An interlock holds the LIC and LAHH output at zero until a telemetry signal is received, indicating that a pig has passed the pig sensor and the remote valve (FV) has opened.

The control-room operator sets liquid flow into the plant on the flow controller (FIC) at a rate suitable for smooth plant operation. The level controller (LIC) splits incoming pipeline flow between the loop line and pigged line to keep liquid arriving at the preset rate.

Under these conditions, the pig arrives in the plant trap 24-48 hr after passing the loop-line valve station.

The arrival of the pig in the plant trap is indicated by a fall in the vessel's liquid level and the level controller (LIC) closing off the loop line completely. Any corrosion sludge which sometimes accompanies the pig's arrival must be manually drained to a mud tank from the vessel's bottom drain.

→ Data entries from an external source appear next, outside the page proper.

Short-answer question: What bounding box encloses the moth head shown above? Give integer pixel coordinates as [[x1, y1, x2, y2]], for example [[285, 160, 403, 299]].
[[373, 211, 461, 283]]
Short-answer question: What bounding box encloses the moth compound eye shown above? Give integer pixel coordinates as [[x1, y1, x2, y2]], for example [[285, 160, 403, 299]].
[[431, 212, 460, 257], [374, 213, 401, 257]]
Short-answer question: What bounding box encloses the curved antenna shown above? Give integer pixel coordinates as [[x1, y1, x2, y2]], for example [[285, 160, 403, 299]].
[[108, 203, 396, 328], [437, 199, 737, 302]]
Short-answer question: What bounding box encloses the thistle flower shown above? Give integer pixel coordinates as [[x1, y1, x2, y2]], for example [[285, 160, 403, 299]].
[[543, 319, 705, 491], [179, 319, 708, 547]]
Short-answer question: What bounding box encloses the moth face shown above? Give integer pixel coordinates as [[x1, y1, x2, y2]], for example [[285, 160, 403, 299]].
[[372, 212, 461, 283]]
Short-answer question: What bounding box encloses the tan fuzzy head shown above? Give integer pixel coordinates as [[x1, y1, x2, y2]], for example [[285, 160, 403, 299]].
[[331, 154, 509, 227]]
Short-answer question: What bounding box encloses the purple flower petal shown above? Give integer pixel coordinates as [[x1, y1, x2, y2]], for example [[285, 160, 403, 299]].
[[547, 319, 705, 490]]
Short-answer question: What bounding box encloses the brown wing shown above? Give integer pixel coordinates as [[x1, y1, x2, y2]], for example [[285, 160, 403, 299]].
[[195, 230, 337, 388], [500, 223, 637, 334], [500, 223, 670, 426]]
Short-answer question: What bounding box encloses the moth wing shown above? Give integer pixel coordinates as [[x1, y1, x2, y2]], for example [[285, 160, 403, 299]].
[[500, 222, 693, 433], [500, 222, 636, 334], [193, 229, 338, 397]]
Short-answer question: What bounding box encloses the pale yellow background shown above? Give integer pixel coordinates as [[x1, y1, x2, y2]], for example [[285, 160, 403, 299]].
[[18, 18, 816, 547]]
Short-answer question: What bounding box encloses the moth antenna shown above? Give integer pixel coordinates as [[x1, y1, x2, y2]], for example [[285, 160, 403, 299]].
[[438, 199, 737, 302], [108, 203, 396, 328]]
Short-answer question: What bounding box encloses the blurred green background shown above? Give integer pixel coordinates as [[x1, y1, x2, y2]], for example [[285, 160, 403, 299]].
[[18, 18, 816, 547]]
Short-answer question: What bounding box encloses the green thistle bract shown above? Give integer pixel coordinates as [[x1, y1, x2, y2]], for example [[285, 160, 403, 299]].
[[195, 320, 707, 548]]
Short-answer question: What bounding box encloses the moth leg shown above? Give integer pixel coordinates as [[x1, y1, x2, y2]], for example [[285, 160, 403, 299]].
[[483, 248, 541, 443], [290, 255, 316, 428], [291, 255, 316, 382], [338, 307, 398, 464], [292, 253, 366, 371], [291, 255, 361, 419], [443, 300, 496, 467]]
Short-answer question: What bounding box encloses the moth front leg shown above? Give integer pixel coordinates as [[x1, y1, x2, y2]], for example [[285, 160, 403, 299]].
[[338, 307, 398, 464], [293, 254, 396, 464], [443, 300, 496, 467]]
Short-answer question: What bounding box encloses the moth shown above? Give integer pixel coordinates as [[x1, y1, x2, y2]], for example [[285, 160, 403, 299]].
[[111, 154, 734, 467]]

Operational flexibility was recently demonstrated when the plant was unable to deliver LPG due to lack of customer storage capacity. Several hours after a pig was launched at Silver Springs into the raw-gas pipeline, the LPG purchaser advised LPG takes were curtailed.

The plant staff merely opened the loop line 100% after the pig had passed by the tie-in point. A large slug was held in the last section of main line for several days until LPG takes resumed.

Because the gas behind the pig is liquid-free for several days, LPG production was delayed by the pigging operation.

WHAT'S BEEN LEARNED

This liquids handling design has been tried and proven for our particular line size and capacity. It could be scaled up and used on bigger projects, resulting in similar operational advantages.

Depending on local cost factors, considerable capital cost savings are possible.

If the loop line and main line are constructed simultaneously, as for a new development, costs will be further reduced.

Due to this system's simple hydraulics, normal slug-catcher piping design problems are eliminated. Safety is improved because the potentially hazardous condensate liquid is contained in a buried pipeline.

ACKNOWLEDGMENT

The authors wish to thank the joint-venture participants, Bridge Oil Ltd., Petroz NL, and AGL Petroleum, for their permission to publish this article.

We also wish to thank colleagues in the Bridge production department for their assistance and comments, particularly A. A. Young, R. D. Frith, J. C. Dowell, and T. J. Petersen.

REFERENCES

  1. Frith, R. D., "Performance of the Wallumbilla LPG plant," APEA Journal, Australian Petroleum Exploration Association Ltd., 1986, Vol. 26, Part 1, p. 485.

  2. Seymour, E. V., Craze, D. J., and Ruinen, W., "Designing Australia's North West Shelf offshore pipeline," OGJ, May 7, 1984, p. 128.

  3. Cunliffe, R. S., "Condensate flow in wet-gas lines can be predicted," OGJ, Oct. 30, 1978, p. 100.

  4. Huntly, A. R., and Silvester, R. S., "Hydrodynamic analysis aids slug catcher design," OGJ, Sept. 19, 1983, p. 95.

  5. Martin, R. E., "Handling liquids in offshore gas lines gets new approach," OGJ, Apr. 27, 1981, p. 143.

  6. Eaton, B. A., Andrews, D. E., Knowles, C. R., Silberberg, I. H., and Brown, K. E., "The Prediction of Flow Patterns, Liquid Holdup and Pressure Losses Occurring During Continuous Two-Phase Flow in Horizontal Pipelines," Journal of Petroleum Technology, June 1967, p. 815.